Considering this is the same Chris Paul who saw his coach fired last year, suffered through a disappointing season of injuries and ineffectiveness, and missed the playoffs in 2010, it’s mind-blowing. Coming into 2011, not much was expected of a pieced together New Orleans roster with a solid collection of role players. Let’s be real – David West, Marco Belinelli, Emeka Okafor, Willie Green and Trevor Ariza are not exactly the Showtime Lakers running with Magic. How would a formerly disgruntled, recovering-from-injury Chris Paul find any sort of success to make him actually want to stay in New Orleans with that crew led by first year coach Monty Williams? Very few would have begrudged Paul for mailing it in this year.
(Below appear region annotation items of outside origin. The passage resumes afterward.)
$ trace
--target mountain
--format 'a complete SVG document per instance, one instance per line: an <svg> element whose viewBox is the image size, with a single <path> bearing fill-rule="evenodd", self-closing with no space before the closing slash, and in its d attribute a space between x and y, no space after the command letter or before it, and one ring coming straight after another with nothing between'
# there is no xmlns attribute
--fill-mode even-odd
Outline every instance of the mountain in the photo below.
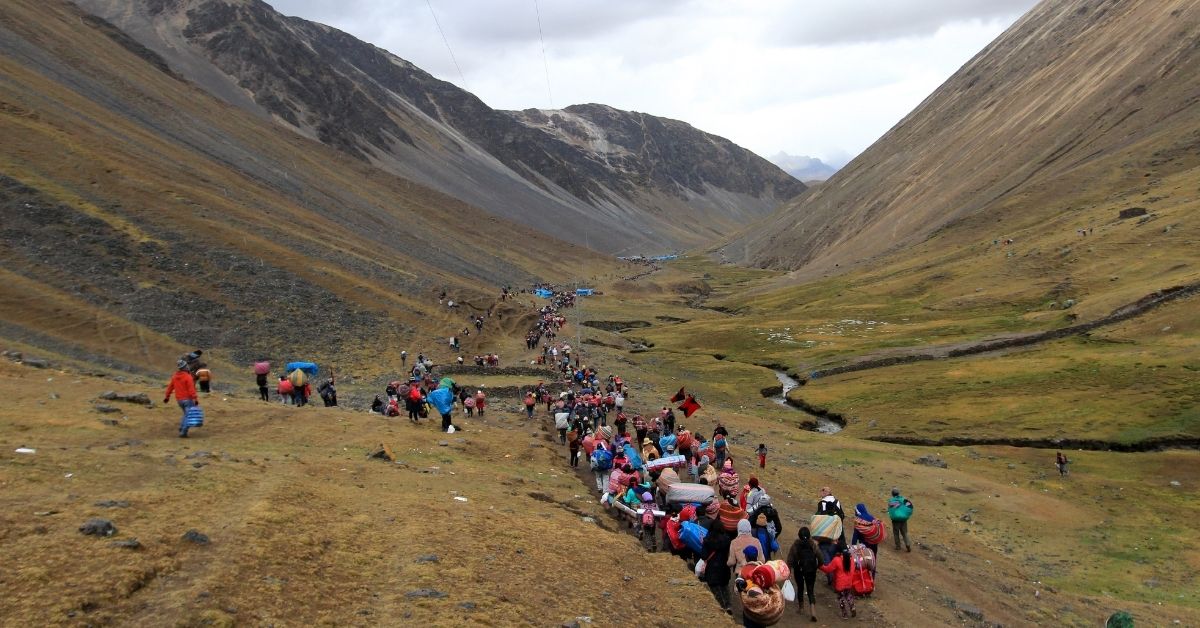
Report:
<svg viewBox="0 0 1200 628"><path fill-rule="evenodd" d="M943 228L991 241L1178 172L1200 146L1198 26L1194 1L1042 2L726 252L814 277Z"/></svg>
<svg viewBox="0 0 1200 628"><path fill-rule="evenodd" d="M809 157L806 155L788 155L780 151L770 157L770 162L800 181L824 181L838 173L838 168L829 166L818 157Z"/></svg>
<svg viewBox="0 0 1200 628"><path fill-rule="evenodd" d="M610 252L706 244L804 190L727 139L587 104L504 112L259 0L78 0L257 115L487 211Z"/></svg>
<svg viewBox="0 0 1200 628"><path fill-rule="evenodd" d="M0 6L0 74L8 348L383 369L460 329L442 291L484 304L613 265L227 104L67 2Z"/></svg>

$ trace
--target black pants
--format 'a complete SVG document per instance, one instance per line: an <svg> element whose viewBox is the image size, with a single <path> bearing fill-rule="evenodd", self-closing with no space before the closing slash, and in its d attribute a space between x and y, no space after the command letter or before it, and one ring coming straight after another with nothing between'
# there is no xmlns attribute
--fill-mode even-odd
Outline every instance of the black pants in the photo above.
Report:
<svg viewBox="0 0 1200 628"><path fill-rule="evenodd" d="M804 604L804 592L809 592L809 604L812 606L817 605L816 597L814 597L814 586L817 584L817 573L812 572L796 572L792 575L796 576L796 602Z"/></svg>

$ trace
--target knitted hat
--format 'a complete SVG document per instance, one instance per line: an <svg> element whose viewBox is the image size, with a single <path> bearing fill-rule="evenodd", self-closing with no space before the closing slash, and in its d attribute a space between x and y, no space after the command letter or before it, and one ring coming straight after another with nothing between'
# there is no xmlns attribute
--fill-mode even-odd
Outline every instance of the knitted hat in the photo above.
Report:
<svg viewBox="0 0 1200 628"><path fill-rule="evenodd" d="M733 532L738 528L738 521L745 519L746 512L736 506L722 503L718 516L721 521L721 527Z"/></svg>

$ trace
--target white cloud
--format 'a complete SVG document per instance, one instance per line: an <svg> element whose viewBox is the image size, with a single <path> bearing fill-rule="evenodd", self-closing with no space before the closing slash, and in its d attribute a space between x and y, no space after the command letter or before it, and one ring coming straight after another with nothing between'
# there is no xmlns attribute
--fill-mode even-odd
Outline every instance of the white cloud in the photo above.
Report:
<svg viewBox="0 0 1200 628"><path fill-rule="evenodd" d="M841 165L1036 0L536 0L557 108L674 118L760 155ZM463 86L546 108L534 0L275 0ZM454 50L450 60L430 5Z"/></svg>

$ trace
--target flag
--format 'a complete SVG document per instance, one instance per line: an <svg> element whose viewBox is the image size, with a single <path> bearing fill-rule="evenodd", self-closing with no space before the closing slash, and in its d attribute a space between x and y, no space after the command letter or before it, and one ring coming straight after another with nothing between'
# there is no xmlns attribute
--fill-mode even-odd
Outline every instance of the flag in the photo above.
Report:
<svg viewBox="0 0 1200 628"><path fill-rule="evenodd" d="M684 417L690 419L691 415L700 409L700 403L696 402L696 397L694 395L688 395L688 399L679 405L679 409L683 412Z"/></svg>

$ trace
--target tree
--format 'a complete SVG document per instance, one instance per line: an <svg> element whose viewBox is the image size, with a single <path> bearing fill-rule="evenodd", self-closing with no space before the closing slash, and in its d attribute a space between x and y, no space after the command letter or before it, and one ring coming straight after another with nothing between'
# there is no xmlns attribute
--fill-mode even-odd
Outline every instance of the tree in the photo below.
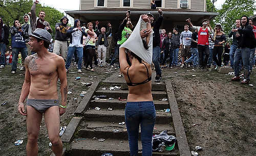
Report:
<svg viewBox="0 0 256 156"><path fill-rule="evenodd" d="M32 0L2 0L0 1L0 17L4 23L12 27L14 20L18 20L21 23L23 23L23 16L30 12ZM63 14L54 8L48 6L42 6L40 4L36 5L36 14L38 14L40 11L46 12L45 20L48 21L55 34L54 29L56 23Z"/></svg>
<svg viewBox="0 0 256 156"><path fill-rule="evenodd" d="M253 15L255 8L254 1L225 1L222 9L218 11L220 14L216 17L216 22L221 23L224 32L228 34L234 27L236 19L240 19L243 15Z"/></svg>

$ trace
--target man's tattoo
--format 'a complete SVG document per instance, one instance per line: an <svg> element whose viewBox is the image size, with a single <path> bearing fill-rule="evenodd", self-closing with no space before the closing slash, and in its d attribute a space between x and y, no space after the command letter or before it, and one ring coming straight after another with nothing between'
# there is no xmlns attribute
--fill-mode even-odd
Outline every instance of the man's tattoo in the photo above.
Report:
<svg viewBox="0 0 256 156"><path fill-rule="evenodd" d="M64 87L64 100L65 101L67 100L67 94L68 94L68 86Z"/></svg>
<svg viewBox="0 0 256 156"><path fill-rule="evenodd" d="M38 69L37 64L36 62L36 60L37 59L37 55L35 54L29 57L28 61L29 69L32 71L37 71Z"/></svg>

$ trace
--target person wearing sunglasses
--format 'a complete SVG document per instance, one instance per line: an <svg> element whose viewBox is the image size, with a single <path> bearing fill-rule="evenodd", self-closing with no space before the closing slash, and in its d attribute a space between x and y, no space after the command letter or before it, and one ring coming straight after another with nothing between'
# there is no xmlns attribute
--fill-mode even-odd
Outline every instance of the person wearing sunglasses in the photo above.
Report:
<svg viewBox="0 0 256 156"><path fill-rule="evenodd" d="M213 58L216 62L217 66L215 70L218 70L219 67L221 67L221 56L223 53L223 43L226 42L227 38L220 24L217 24L214 29L214 37L211 38L214 42ZM218 55L218 58L217 58Z"/></svg>

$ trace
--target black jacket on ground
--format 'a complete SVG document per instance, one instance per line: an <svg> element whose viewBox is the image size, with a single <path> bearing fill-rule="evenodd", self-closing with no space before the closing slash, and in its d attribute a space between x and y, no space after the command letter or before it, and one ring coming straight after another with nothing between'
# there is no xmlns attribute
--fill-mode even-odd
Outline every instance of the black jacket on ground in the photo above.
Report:
<svg viewBox="0 0 256 156"><path fill-rule="evenodd" d="M159 29L163 20L163 16L160 16L156 22L151 23L151 27L153 27L153 47L160 45L160 34Z"/></svg>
Except, Paul flipped the script by not going through the motions and taking New Orleans past Utah, past Phoenix, and past other talented teams into the postseason. Yea, that was nice, but with David West out of action and going up against the two-time defending champs in Round One, it was a sure bet that this would be the end of the road for the Hornets. Then, we could go back to the normalcy of offseason trade rumors for Chris Paul.
But, as Game 1 unfolded, Chris Paul became more than another offseason talking point, he became CP3 again.
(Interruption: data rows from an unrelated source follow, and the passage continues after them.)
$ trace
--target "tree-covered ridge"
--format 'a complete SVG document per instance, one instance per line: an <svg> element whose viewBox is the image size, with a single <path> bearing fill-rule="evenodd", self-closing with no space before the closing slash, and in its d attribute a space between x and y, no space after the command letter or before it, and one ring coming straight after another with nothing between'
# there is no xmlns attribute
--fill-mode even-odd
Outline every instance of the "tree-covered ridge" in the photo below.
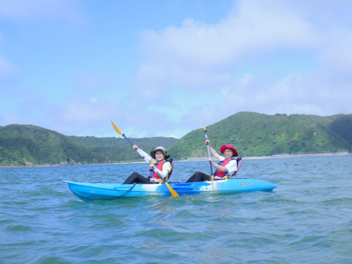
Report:
<svg viewBox="0 0 352 264"><path fill-rule="evenodd" d="M30 165L102 163L105 156L94 153L67 136L31 125L0 127L0 165Z"/></svg>
<svg viewBox="0 0 352 264"><path fill-rule="evenodd" d="M112 162L143 160L143 158L123 138L75 136L69 136L68 137L93 152L109 157ZM131 138L129 139L148 154L159 146L168 148L176 140L174 137L163 137Z"/></svg>
<svg viewBox="0 0 352 264"><path fill-rule="evenodd" d="M221 145L230 144L235 146L241 156L348 151L351 148L351 141L348 137L352 139L352 136L348 132L349 131L346 128L351 116L269 115L240 112L208 126L206 129L211 144L217 151ZM342 118L344 119L340 122L341 124L338 123L337 125L337 121ZM336 125L334 126L334 124ZM204 141L203 129L194 130L170 146L169 153L178 158L206 156Z"/></svg>
<svg viewBox="0 0 352 264"><path fill-rule="evenodd" d="M199 127L201 123L199 122ZM241 112L206 126L218 151L233 145L241 156L351 150L352 114L331 116ZM207 156L202 128L179 139L130 138L147 153L158 146L174 158ZM30 125L0 126L0 165L98 163L142 160L123 138L67 136Z"/></svg>

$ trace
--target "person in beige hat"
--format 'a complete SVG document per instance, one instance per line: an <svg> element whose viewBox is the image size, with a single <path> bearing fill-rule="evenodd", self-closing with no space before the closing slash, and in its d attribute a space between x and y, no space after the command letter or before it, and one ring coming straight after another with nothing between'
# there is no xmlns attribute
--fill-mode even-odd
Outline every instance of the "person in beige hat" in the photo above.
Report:
<svg viewBox="0 0 352 264"><path fill-rule="evenodd" d="M141 156L146 158L149 162L149 167L151 169L149 171L147 178L138 173L134 172L126 179L123 184L132 184L135 183L143 184L163 183L164 181L160 178L156 172L157 172L159 175L162 177L165 181L167 181L172 172L172 161L168 160L170 155L167 154L164 147L157 147L155 150L152 151L151 157L139 149L136 145L133 145L133 148Z"/></svg>

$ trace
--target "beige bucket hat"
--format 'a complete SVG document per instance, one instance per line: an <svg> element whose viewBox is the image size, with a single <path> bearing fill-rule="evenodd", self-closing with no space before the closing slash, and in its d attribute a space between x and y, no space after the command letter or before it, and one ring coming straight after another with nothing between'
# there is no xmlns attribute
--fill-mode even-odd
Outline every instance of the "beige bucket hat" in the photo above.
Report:
<svg viewBox="0 0 352 264"><path fill-rule="evenodd" d="M165 150L165 148L160 146L159 147L157 147L155 150L151 151L151 155L152 158L156 158L155 156L155 154L157 151L162 151L164 153L164 154L165 155L165 159L167 159L170 157L170 155L166 154L166 151Z"/></svg>

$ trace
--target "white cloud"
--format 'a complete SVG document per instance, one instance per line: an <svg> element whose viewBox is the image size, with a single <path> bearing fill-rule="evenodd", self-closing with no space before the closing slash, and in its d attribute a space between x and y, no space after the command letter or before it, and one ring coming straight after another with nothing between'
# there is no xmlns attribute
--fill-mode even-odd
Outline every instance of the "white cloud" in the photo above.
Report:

It seems like forever ago, but it was 2008 when CP3 took the Association by storm. CP3 was a First-Team All-NBA performer, 2nd in the MVP voting, and led the Hornets into the postseason as the #2 seed in the West. In his first playoff series, he beat down Jason Kidd like an angry John Shaft. The Hornets lost in the next round to the more experienced Spurs in seven games, but CP3 became a bona fide top flight player. He wasn’t just the best point guard in the game at that time, folks were talking about him as potentially being one of the greatest PG’s of all-time. Then, after a 1st Round exit in 2009 and the 2010 disaster, CP3 disappeared and became Chris Paul, very good but mostly anonymous player, again. Let’s not pretend we all saw CP3’s dramatic return coming either on Sunday though – Paul had one, count ’em, one 30 point game this season.
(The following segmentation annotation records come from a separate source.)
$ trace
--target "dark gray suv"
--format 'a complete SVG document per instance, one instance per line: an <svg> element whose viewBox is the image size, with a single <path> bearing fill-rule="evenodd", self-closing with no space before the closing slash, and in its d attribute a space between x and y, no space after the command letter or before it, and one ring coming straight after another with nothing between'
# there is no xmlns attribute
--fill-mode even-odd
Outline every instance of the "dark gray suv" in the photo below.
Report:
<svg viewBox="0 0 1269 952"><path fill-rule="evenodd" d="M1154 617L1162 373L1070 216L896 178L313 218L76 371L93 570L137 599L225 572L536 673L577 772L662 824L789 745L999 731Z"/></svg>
But, as the Playoffs are known to do, a little bit of magic happened in Los Angeles and CP3 returned to the big stage. The Hornets lead was 5 when CP3 entered the 4th Quarter with 9:18 on the Staples clock. In that 9:18, Paul scored 17 points on 4/5 FG and 9/10 FT. That included 10 out of 12 points (and an assist on the other basket) with just under 5 minutes to play to take the NOLA lead from 90-87 to 102-92. Paul did it all on Sunday – dropping dimes, nailing jumpers, hitting floaters, and leading a New Orleans team that tied an all-time NBA Playoffs record with only three turnovers. CP3 had more steals (4) than his team had turnovers (3), how’s that for some leadership at the point?
Except at the point, position by position, the Lakers are vastly superior. They have the edge in talent, experience, length, banners, fans, creepy old Hollywood celebs, and any other category you can think of to quantify their massive advantage. They’ll probably come back to win the series easily, too. Except, on Sunday, they didn’t have CP3. Not just Hornets fans, but any fan of the Association should rejoice in a great player coming back into the spotlight for his on-court magnificence instead of his trade drama or impending offseason TV show. Welcome back, CP3, we’ve missed ya.